Abbiamo a che fare con un autore che si è nutrito di storia dell’arte, di vanità, di mitologia greca e romana, di poesia romantica tedesca, di Arte Povera, Minimalismo USA, da Canova a Richard Long, da Manzoni a Kiefer. Anelli di terracotta e fil di ferro che rimandano a Uncini, al Medioevo, a Fontana, agli orci e alle damigiane del passato da riparare per non buttarle: Marino maschera la sua fragilità con la brutalità del gesto, con l’irruenza della materia traboccante. 
Tra le sue partecipazioni si ricordano: Riflessi sulla natura (Orto botanico, Perugia, 1995), Castrum (Camerino, 2001), De Mentis Hortis (Galleria Civica d’Arte Moderna, Spoleto, 2002), Linea Umbra 01 Osservatorio Arte Giovane (Trevi, 2003), Arte contemporanea 10 Arte/Scienza di Pace (Roma, 2004), European Art prize 06, Homo urbanus (Palermo, 2006), L’arte per il costruire – Premio Internazionale Ance (II premio, Treviso, 2006), Concretamente (Roma, 2008), Art Contemporain, Dialogue Corèe & Europe (Parigi, 2008), Migrazioni d’Arte Contemporanea dall’Umbria (Pechino, 2008), Omaggio ad Alan Caiger Smith (Gubbio, 2009), 54° Biennale di Venezia – Padiglione Umbria (Spoleto, 2011), Burning New York ICE (Venezia, 2011), Ricognizioni (Centro Italiano Arte Contemporanea, Foligno, 2014), Artsiders (Galleria Nazionale dell’Umbria, Perugia 2014), Scultura ceramica contemporanea in Italia (GNAM, Roma, 2015), Art Monsters (Palazzo della Penna, Perugia, 2017), Korean International Ceramic Biennale (Corea, 2017), 59° Premio Faenza. Concorso Internazionale della Ceramica d’Arte Contemporanea (Faenza, 2019) e le recenti United Nations of Artists U.N.A. (Collage, Todi, 2023), Ceramica in Celle (Celle Ligure, 2023), Carciofi, verze, rose e bucchero etrusco (Collage, Todi, 2024; Palazzo Carrara, Terni, 2025; Hotel Reale, Orvieto, 2025).

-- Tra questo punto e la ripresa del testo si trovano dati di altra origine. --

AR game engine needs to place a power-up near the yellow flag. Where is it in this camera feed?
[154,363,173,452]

Tra le personali: Periferie estreme (Palazzo Morelli, Todi, 2011), Ice glaciazioni contemporanee (Castello Aragonese, Otranto, 2011), Polimorfi (Galleria Terre d’Arte, Torino, 2013), L’Anima (UNU unonell’unico, Todi, 2013), Rizomi (TAC, Perugia, 2015), Ombra (Spazio Ulisse, Chiusi, 2019), Nodi (Spazio PAePA, Milano, 2023), Studio segreto della pittura (Galleri Umbria, Vinderup, 2024), Studio segreto della scultura (ecOstello Magliano Sabina (RI), 2025, Animal Massa (anime animali sacre) (UNU unonell’unico, Todi, 2025-2026).
È stato docente all’Accademia di Belle Arti di Perugia del corso Metodi e tecniche di scultura sacra contemporanea.